« Le pays pour lequel j’ai été prêt à donner ma vie m’a tourné le dos », dénonce Ivan Ocon qui, après avoir combattu en Irak pour les Etats-Unis, a été expulsé vers le Mexique, comme des centaines d’autres vétérans ayant commis un délit.
Ivan Ocon, âgé de 39 ans, fait partie d’une vingtaine de vétérans de guerre qui se réunit dans un centre d’aide ayant ouvert ses portes le mois dernier à Ciudad Juarez, à la frontière avec les Etats-Unis et qui sera inauguré officiellement samedi.
Sans autres ressources que des dons, provenant notamment de soldats en activité de l’autre côté de la frontière à El Paso, le centre est situé dans la maison de José Francisco Lopez Moreno, 72 ans, qui lui a combattu au Vietnam.
Installé à Juarez depuis 2004, José Francisco et sa famille offrent de la nourriture, des vêtements et un logement temporaire à ces anciens soldats de l’armée américaine expulsés des Etats-Unis.

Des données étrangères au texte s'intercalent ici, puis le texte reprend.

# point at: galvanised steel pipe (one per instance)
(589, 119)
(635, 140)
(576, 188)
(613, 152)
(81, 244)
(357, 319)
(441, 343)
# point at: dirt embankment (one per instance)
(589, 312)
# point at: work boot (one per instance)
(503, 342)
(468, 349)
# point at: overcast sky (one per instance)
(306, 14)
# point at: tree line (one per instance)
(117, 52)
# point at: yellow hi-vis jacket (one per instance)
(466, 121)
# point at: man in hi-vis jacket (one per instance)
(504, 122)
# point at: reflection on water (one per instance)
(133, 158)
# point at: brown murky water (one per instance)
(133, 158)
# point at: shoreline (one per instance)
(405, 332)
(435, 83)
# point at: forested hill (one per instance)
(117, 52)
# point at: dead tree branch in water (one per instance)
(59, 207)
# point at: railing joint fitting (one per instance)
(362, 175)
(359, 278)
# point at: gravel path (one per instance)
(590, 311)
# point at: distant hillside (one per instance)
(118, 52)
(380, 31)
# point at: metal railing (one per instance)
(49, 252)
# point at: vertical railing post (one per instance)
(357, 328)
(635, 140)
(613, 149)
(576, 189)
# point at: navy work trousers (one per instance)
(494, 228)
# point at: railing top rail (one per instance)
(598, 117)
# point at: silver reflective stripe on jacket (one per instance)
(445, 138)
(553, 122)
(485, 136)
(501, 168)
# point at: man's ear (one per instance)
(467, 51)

Il les aide également à réclamer une pension, aidés par « des avocats en Californie », explique-t-il.
‘C’était mon pays’
A l’âge de sept ans, Ivan Ocon est arrivé avec sa famille à El Paso (Etats-Unis), où ils ont obtenu un permis de résidence. En 1997, à l’âge de 19 ans, il s’est engagé dans l’armée américaine.

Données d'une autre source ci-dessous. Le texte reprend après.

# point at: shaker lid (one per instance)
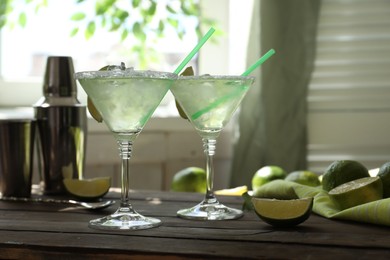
(59, 80)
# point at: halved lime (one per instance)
(88, 189)
(357, 192)
(304, 177)
(283, 213)
(237, 191)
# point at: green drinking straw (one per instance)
(194, 51)
(259, 62)
(228, 97)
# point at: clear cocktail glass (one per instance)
(209, 102)
(126, 99)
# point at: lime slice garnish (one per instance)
(357, 192)
(283, 213)
(88, 189)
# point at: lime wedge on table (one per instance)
(357, 192)
(342, 171)
(88, 189)
(283, 213)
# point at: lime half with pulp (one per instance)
(283, 213)
(357, 192)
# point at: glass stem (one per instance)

« Je voulais défendre ce qui était mon pays, à cette époque », raconte-t-il.
Comme beaucoup de migrants légaux, il a pensé qu’en rejoignant les rangs de l’armée il obtiendrait aisément son passeport américain.
« Je leur ai dit que j’étais d’origine mexicaine et ils m’ont dit qu’il n’y avait pas de problème, qu’une fois engagé ils pourraient m’aider à obtenir la citoyenneté, mais ce n’était pas mon objectif principal, je me sentais vraiment américain », assure-t-il.
Il a été envoyé à Hawaï pour se spécialiser dans les opérations de sauvetage à bord d’hélicoptères puis en Corée du Sud pour se former aux télécommunications.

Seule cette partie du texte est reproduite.